A timeless legacy: celebrating 100 years of W.E.B. Du Bois' the souls of Black Folk - A Salute To Black History Month
Black Issues in Higher Education, Feb 13, 2003 by Kendra Hamilton
However, as Dr. Nellie McKay, the Evejue-Bascom professor of American and African American literature at the University of Wisconsin-Madison, points out, Du Bois was never able to implement his radical principles in his dealings with the women in his own life: his first wife, Nina, who suffered from his serial affairs; his daughter, Yolande, of whom he was alternately demanding and neglectful; and strong-minded women such as the anti-lynching crusader Ida B. Wells, with whom his clashes were legendary, and others.
But as Du Bois said of his sometime-nemesis, Booker T. Washington, "Nature must needs make men narrow in order to give them force." For Du Bois, a man of capacious and even voracious intellect, all relationships in the personal realm suffered.
"People basically couldn't stand him--but that didn't alter the fact that he was still the towering intellectual on the American continent," Marable says.
Throughout the course of his long and extraordinarily varied life, "the Doctor," as he was not always affectionately known, showed a real genius for making enemies.

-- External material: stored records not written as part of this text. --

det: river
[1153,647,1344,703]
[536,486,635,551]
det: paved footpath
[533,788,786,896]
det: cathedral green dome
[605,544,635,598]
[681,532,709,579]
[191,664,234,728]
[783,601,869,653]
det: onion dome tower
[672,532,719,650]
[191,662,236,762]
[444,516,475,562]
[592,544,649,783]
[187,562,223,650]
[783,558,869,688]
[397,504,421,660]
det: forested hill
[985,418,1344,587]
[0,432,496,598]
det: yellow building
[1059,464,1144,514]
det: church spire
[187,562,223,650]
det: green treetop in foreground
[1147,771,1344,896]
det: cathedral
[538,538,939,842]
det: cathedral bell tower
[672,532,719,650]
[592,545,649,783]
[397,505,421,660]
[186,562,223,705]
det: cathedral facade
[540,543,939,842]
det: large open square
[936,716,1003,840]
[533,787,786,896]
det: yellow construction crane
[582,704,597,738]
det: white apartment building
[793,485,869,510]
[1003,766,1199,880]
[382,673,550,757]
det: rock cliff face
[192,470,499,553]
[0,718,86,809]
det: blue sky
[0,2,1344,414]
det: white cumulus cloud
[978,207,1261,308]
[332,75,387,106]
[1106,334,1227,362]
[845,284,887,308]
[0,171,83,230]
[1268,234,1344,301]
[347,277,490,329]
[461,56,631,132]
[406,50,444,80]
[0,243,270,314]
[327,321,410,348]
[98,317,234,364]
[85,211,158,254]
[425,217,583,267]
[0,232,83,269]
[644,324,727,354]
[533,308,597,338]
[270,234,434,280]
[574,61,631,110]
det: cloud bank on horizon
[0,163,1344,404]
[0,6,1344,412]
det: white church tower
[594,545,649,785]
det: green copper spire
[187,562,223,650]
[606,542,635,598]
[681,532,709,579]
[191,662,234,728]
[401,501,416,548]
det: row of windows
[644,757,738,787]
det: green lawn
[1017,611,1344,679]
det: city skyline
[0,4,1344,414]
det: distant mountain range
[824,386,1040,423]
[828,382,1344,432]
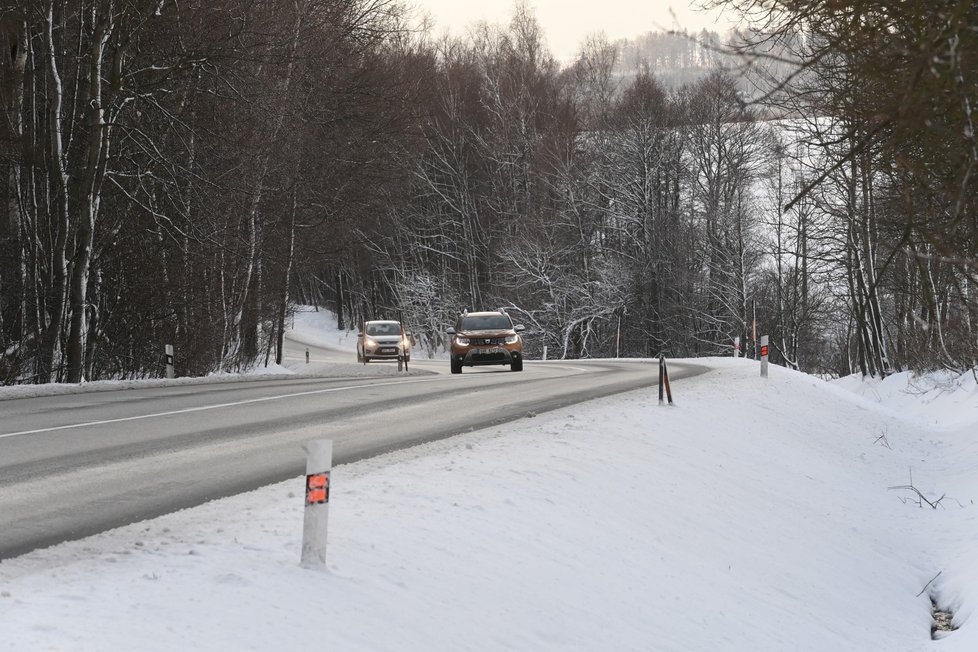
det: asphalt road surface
[0,343,705,559]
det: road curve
[0,349,706,560]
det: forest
[0,0,978,384]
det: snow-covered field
[0,314,978,652]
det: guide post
[164,344,174,378]
[761,335,767,378]
[301,439,333,569]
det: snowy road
[0,349,702,559]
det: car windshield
[462,315,513,331]
[367,322,401,335]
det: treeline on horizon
[0,0,978,384]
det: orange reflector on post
[306,472,329,505]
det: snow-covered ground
[0,314,978,652]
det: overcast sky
[413,0,729,61]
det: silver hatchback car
[357,320,411,364]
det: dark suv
[448,310,524,374]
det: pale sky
[412,0,730,61]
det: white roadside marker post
[300,439,333,569]
[761,335,767,378]
[164,344,174,378]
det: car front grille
[469,337,506,346]
[472,353,506,362]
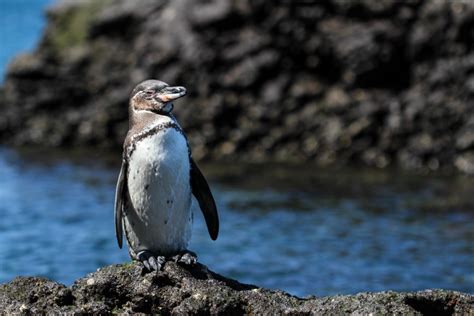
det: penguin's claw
[171,250,197,266]
[137,251,166,271]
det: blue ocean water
[0,0,53,83]
[0,149,474,296]
[0,0,474,296]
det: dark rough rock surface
[0,262,474,315]
[0,0,474,174]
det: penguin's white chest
[124,124,192,254]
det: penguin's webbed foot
[171,250,197,266]
[137,250,166,271]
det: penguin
[115,80,219,271]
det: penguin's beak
[156,87,186,103]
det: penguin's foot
[171,250,197,266]
[137,250,166,271]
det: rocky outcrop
[0,262,474,315]
[0,0,474,173]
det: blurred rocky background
[0,0,474,174]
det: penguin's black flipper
[190,158,219,240]
[115,162,127,248]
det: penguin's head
[130,80,186,114]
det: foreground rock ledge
[0,262,474,315]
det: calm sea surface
[0,148,474,296]
[0,0,474,296]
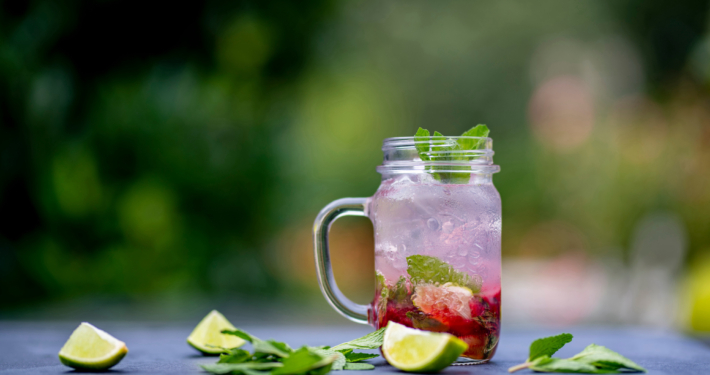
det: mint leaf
[201,362,283,374]
[308,347,352,370]
[345,353,380,363]
[330,328,385,351]
[222,328,293,358]
[271,346,335,375]
[572,344,646,372]
[217,348,252,363]
[528,333,573,362]
[414,124,490,184]
[407,255,481,293]
[457,124,490,150]
[414,128,429,161]
[343,363,375,370]
[530,355,600,374]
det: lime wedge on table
[59,323,128,370]
[382,322,468,372]
[187,310,245,354]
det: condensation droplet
[426,217,439,230]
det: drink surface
[368,173,501,361]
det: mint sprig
[209,328,385,375]
[508,333,646,374]
[414,124,490,184]
[528,333,573,362]
[407,255,481,293]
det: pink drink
[368,173,501,362]
[313,134,501,364]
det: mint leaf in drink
[201,362,283,374]
[530,355,600,374]
[528,333,573,362]
[343,363,375,370]
[217,348,252,363]
[330,328,385,351]
[271,346,335,375]
[572,344,646,372]
[345,353,380,363]
[407,255,481,293]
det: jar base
[451,357,491,366]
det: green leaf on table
[222,328,293,358]
[529,355,613,374]
[528,333,573,362]
[345,353,380,363]
[217,348,252,363]
[572,344,646,372]
[271,346,336,375]
[201,362,283,374]
[407,255,481,293]
[330,328,385,351]
[308,346,352,371]
[343,363,375,370]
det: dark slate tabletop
[0,321,710,375]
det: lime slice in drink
[187,310,245,354]
[59,323,128,370]
[382,322,468,372]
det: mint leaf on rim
[414,124,490,184]
[457,124,490,150]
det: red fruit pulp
[369,287,500,361]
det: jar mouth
[377,137,500,174]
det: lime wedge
[187,310,245,354]
[59,323,128,370]
[382,322,468,372]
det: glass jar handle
[313,198,368,324]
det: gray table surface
[0,321,710,375]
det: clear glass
[314,137,501,363]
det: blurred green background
[0,0,710,331]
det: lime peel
[187,310,246,355]
[382,321,468,372]
[59,322,128,370]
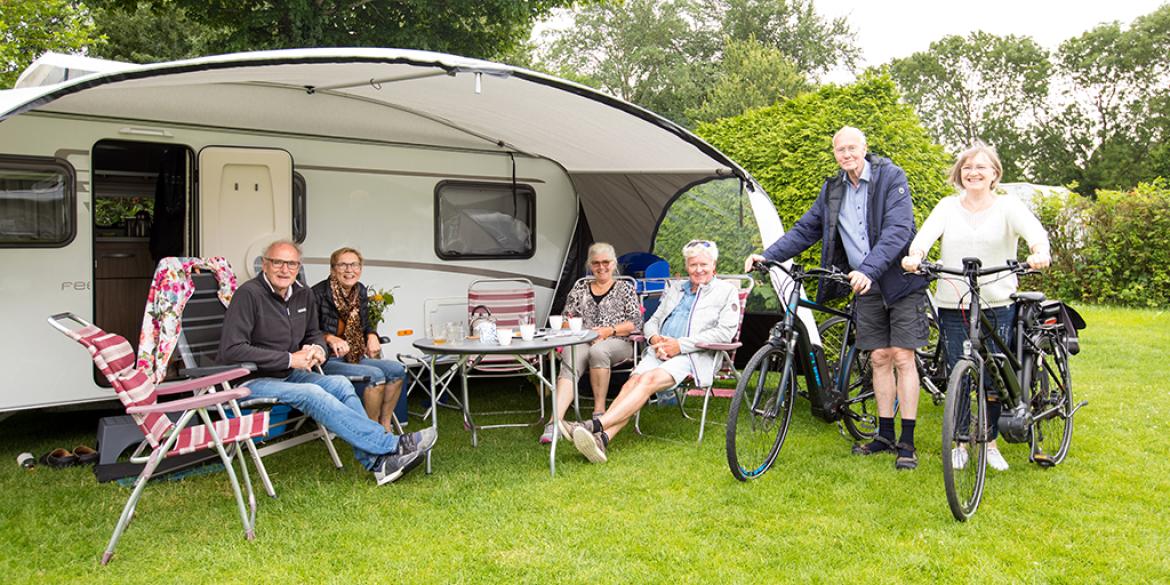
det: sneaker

Indeed, Du Bols joked in his autobiography that he would have been sincerely mourned had he died at age 50, but "at seventy-five, my death was practically requested."
His death, when it came, was quite dramatic. "He knew how to make an exit," Marable says. The report of his death came during the 1963 March on Washington--moments before Dr. Martin Luther King Jr. took the podium. As NAACP Executive Secretary Roy Wilkins asked for a moment of silence, one aged Black woman in the crowd is said to have wept: "It's like Moses. God had written that he should never enter the promised land." The words were to prove prophetic.

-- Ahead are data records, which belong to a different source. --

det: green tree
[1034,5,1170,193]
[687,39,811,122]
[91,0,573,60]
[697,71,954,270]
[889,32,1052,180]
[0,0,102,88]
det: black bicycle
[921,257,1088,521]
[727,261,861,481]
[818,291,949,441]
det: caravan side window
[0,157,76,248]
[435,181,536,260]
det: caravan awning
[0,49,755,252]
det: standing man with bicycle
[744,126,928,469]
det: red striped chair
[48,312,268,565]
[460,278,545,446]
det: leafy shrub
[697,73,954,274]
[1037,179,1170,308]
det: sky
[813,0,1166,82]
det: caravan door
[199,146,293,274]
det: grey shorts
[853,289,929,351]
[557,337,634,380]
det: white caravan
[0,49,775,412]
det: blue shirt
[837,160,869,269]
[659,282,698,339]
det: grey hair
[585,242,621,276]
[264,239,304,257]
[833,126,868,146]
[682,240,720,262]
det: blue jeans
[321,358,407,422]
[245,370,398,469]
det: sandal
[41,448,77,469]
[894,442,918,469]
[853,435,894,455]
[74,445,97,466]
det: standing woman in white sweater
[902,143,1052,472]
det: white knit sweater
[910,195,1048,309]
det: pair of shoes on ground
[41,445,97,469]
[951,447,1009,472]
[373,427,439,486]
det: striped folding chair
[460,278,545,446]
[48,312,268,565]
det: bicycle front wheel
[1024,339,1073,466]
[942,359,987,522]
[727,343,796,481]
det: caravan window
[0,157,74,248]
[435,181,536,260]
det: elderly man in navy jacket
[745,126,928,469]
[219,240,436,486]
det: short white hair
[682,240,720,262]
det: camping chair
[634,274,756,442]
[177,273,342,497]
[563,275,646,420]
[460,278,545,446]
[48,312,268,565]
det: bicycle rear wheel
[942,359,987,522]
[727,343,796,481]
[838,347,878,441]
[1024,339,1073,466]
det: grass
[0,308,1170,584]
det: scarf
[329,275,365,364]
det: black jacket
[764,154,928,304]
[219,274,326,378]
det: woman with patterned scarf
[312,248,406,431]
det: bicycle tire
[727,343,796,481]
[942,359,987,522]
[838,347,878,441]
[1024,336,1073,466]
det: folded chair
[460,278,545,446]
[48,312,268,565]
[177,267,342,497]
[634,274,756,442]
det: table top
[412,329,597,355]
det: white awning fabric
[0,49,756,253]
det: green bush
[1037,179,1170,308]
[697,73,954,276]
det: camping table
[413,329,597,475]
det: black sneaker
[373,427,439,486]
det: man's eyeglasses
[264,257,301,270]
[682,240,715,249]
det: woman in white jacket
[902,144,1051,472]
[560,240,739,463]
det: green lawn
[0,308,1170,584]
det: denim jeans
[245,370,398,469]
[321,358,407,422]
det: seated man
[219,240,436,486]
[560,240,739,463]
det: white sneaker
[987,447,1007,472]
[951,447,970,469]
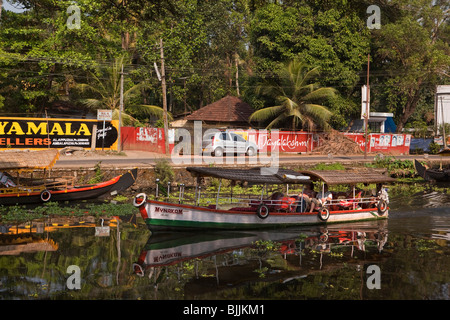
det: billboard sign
[0,117,118,150]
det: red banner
[345,133,411,155]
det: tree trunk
[397,79,423,133]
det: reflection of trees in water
[0,217,450,300]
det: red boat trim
[145,200,377,219]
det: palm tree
[77,57,172,125]
[250,60,336,130]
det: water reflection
[0,192,450,300]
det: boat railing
[196,195,378,212]
[156,184,379,212]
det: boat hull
[0,169,137,205]
[135,199,389,231]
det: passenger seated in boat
[309,184,333,212]
[0,172,16,188]
[296,183,317,212]
[339,190,362,210]
[268,191,285,210]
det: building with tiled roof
[186,96,254,128]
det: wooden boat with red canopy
[133,167,395,231]
[0,149,137,205]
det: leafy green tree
[250,60,335,130]
[374,0,450,132]
[246,0,370,129]
[78,57,170,125]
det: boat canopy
[186,167,310,184]
[300,170,396,185]
[0,149,59,171]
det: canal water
[0,192,450,301]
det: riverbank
[53,151,450,193]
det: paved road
[55,151,450,168]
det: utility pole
[117,64,124,152]
[364,53,370,159]
[159,38,169,155]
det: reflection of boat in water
[0,216,118,256]
[414,160,450,182]
[0,149,137,205]
[0,233,58,256]
[133,167,395,231]
[133,220,387,278]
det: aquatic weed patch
[0,202,135,222]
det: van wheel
[214,148,223,157]
[247,147,256,157]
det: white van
[202,132,258,157]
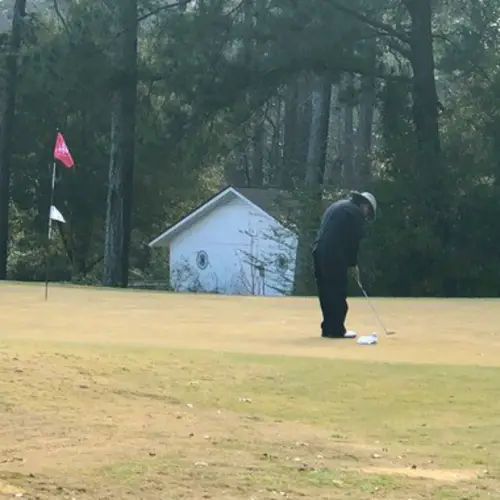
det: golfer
[313,192,377,339]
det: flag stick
[45,162,56,300]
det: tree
[102,0,138,287]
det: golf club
[356,280,396,335]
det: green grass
[0,343,500,500]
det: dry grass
[0,285,500,500]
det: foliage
[0,0,500,296]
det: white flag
[50,205,66,222]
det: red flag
[54,132,75,168]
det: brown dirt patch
[361,467,482,483]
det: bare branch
[54,0,71,37]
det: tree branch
[328,0,410,44]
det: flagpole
[45,161,56,300]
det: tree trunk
[0,0,26,280]
[280,81,299,189]
[251,110,266,187]
[294,76,332,295]
[404,0,442,190]
[341,74,356,188]
[102,0,137,287]
[356,47,376,186]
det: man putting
[313,192,377,339]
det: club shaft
[358,283,389,335]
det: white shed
[149,187,298,296]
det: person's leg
[314,256,347,338]
[313,255,331,336]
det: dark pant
[314,254,349,338]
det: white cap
[360,191,377,219]
[351,191,377,221]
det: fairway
[0,285,500,500]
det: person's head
[351,191,377,222]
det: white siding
[170,198,297,295]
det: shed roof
[149,186,298,247]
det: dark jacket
[313,200,365,267]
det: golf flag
[50,205,66,223]
[54,132,75,168]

"Great leaders see things further than others and desire things more greatly. Great scholars like Marx, Freud, Du Bois, Einstein see further than other people, see the deeper patterns of history," Marable says.
Du Bois was, in effect, "trapped by history," Marable explains. He was a great forerunner and visionary who was also blunt, curt, apolitical and, most of the time, abominably rude. He battled Washington and the Tuskegee Machine --though the dimensions of that conflict have been overdrawn in many accounts, note Lewis and Marable--he feuded with Oswald Villard and Walter White over leadership of the NAACP, and took on Marcus Garvey. A grudge match with the U.S. government eventually led to his seeking expatriate status in Ghana.
Feagin is deeply chafed by the fact that "no major American university ever offered Du Bois a position. People knew he was a giant. Any dummy did by 1915. And with Black Reconstruction in the '30s, everybody knew," Feagin says. But Du Bois remained marooned in Black colleges with their comparatively heavy teaching loads, low salaries and poor libraries.
"His counterparts at Harvard--and who's heard of them today--would quibble and gripe, `The citations aren't as precise as they should be. There aren't any original sources.' How racist can you get!" Feagin exclaims.